Chapitre 32

Défense de Sénèque et de Plutarque

1. La familiarité dans laquelle je suis avec ces personnages, l'aide qu'ils apportent à ma vieillesse et à mon livre, qui est entièrement maçonné de morceaux que je leur emprunte, me conduisent à défendre leur cause.

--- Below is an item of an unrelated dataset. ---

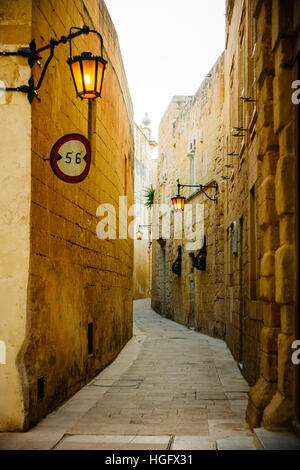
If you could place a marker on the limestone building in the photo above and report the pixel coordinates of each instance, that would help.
(144, 177)
(247, 293)
(65, 294)
(190, 150)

2. A propos de Sénèque, je dirai ceci : parmi le million670 de petits livres que ceux de la Religion prétendument réformée font circuler pour défendre leur cause, qui sortent parfois de bonnes mains qu'on aimerait voir employées à de meilleurs sujets, j'en ai vu autrefois un qui, pour développer et renforcer la similitude qu'il veut trouver entre le gouvernement de feu notre pauvre roi Charles IX avec celui de Néron, compare feu Monsieur le Cardinal de Lorraine avec Sénèque : leurs conduites, leurs caractères, leurs conditions, et leurs destins qui les ont amenés tous deux à conseiller leurs princes. Et en cela, à mon avis, il fait bien de l'honneur à ce seigneur Cardinal. Car même si je suis de ceux qui estiment grandement son esprit, son éloquence, son zèle envers la religion et le service de son roi, et sa chance d'être né à une époque où il était si nouveau, si rare et si nécessaire au bien public d'avoir un homme d'Eglise d'une telle noblesse et dignité, compétent et efficace dans sa charge, pour dire la vérité, je n'estime tout de même pas que sa qualité soit, à beaucoup près la même, ni sa vertu si nette, si entière et si ferme, que celle de Sénèque.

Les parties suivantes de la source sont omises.